Given the vastness of land across the globe, researchers rely on satellite data to estimate the amount of forest cover. Yet dryland biomes — as their name suggests — are arid ecosystems where precipitation is outweighed by evaporation, making them particularly difficult places to spot and measure via satellite.
"First, the vegetation is quite sparse, so the signal is often a mix between vegetation and non-vegetation, like soil or even tree shadow," explained Jean-François Bastin of the United Nations Food and Agriculture Organization and co-author of the study. "Second, the vegetation in drylands is quite particular. To adapt to arid conditions, and therefore limit evapotranspiration, trees are leafless most of the year which makes it difficult to detect with classic mapping approaches."

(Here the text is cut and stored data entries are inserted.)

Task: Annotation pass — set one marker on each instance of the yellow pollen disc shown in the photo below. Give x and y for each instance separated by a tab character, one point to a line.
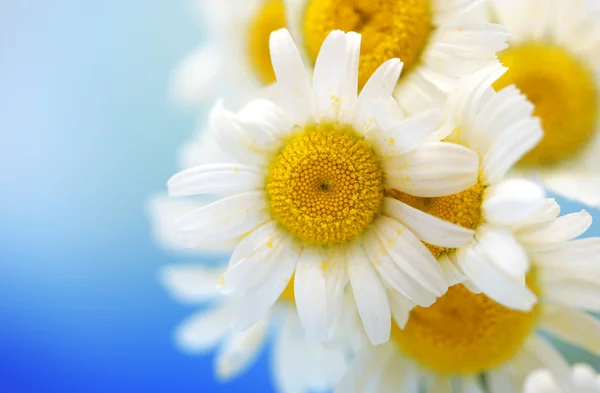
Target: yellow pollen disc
464	333
462	209
564	93
389	28
270	17
325	185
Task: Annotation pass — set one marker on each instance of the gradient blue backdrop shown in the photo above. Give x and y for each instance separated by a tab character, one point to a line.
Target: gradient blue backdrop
87	134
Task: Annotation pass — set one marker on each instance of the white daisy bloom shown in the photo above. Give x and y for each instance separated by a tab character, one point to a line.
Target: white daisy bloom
500	128
298	365
305	185
426	35
234	59
466	338
554	60
585	379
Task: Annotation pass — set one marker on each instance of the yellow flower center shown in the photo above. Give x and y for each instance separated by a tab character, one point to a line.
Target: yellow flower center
464	333
564	93
462	209
270	17
325	185
389	28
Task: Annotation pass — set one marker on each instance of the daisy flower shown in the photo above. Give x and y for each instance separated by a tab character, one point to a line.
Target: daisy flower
500	128
298	365
425	34
305	188
465	339
554	59
585	379
234	60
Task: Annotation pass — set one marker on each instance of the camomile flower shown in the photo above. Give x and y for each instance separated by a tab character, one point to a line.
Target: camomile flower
500	128
465	338
234	60
554	60
305	188
427	35
584	378
297	365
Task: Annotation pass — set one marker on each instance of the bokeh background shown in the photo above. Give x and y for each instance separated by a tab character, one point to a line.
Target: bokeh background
88	133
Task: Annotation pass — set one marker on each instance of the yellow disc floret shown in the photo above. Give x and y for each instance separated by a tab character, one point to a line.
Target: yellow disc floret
465	333
462	209
389	28
269	18
325	186
564	93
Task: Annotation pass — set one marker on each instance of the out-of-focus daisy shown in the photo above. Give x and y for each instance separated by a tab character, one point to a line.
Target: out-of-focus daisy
425	34
305	187
501	129
585	379
554	59
446	347
298	365
234	61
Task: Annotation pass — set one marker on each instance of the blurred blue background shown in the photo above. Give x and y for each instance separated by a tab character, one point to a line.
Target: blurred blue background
88	133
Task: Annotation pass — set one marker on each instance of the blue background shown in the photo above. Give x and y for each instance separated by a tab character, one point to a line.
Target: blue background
88	133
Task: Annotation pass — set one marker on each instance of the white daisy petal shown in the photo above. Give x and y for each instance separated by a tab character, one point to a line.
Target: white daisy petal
240	350
252	260
554	362
500	247
471	385
310	291
393	273
434	169
370	295
428	228
409	253
257	302
510	147
401	307
505	108
221	179
574	254
231	137
224	219
399	375
441	384
203	330
292	77
191	283
398	138
511	201
559	230
335	68
266	121
335	281
451	271
579	294
164	213
379	87
450	10
573	326
416	94
500	287
194	78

This uncertainty can have huge implications for quantifying global forest cover, as dryland biomes cover about 40% of the Earth's land surface. It also raises questions about the real contribution made by forests to the global carbon cycle.

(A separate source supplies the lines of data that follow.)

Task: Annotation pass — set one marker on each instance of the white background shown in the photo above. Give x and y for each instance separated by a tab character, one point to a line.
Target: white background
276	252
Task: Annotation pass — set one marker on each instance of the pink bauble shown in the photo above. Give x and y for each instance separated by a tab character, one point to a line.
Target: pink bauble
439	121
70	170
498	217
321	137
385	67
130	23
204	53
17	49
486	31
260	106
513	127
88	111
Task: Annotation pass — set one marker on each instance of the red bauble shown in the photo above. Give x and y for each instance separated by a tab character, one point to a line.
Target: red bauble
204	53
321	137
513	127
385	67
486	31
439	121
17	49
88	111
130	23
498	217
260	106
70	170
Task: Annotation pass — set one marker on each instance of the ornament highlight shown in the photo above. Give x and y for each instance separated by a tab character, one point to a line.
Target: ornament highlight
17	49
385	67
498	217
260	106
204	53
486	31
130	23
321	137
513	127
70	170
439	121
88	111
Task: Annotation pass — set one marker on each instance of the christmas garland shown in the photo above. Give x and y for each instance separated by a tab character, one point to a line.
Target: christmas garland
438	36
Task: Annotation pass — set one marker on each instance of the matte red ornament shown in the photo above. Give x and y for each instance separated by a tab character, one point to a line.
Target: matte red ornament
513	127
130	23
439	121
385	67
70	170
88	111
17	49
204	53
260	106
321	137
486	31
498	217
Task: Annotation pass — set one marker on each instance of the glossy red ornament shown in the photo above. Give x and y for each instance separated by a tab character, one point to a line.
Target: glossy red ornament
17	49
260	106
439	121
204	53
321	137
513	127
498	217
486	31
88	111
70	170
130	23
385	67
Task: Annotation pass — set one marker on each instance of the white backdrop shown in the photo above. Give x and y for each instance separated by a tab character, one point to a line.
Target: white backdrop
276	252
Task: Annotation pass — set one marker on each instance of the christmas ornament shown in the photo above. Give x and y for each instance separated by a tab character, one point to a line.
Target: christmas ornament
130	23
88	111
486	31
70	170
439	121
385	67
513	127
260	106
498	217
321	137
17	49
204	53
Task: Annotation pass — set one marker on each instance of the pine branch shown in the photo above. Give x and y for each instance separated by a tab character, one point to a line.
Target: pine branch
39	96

To attain a more thorough analysis of dryland biomes, Bastin and his colleagues acquired detailed satellite data from Google Earth that captured more than 200,000 plots of land from around the globe. Rather than depending on an algorithm to parse out plots that qualify as "dryland," team members painstakingly identified each plot themselves.
Their new estimate of dryland forest is 40% to 47% higher than previous estimates, corresponding to 467 million hectares of forest that have never been reported before. This increases current estimates of global forest cover by at least 9%, and will help researchers better quantify the role of forests as a global carbon sink.
Oceania, which includes Australia and the surrounding Pacific islands, and Africa were regions where dryland forests had been substantially underreported in previous analyses. These areas contain a very high proportion of open forest, making it more difficult to classify their nature compared to areas with a more full and lush green cover.
So, might other types of forest also be substantially underestimated? Bastin does not think so. He cited previous research suggesting that the biggest disparities in quantifying forest coverage involve dryland biomes.
Importantly, Bastin noted that in dryland biomes there is no competition for other activities such as intensive farming. "It means that these areas consist of great opportunities for forest restoration. Our data will help here to assess areas suited for forest restoration, to combat against desertification and therefore to combat climate change," he said.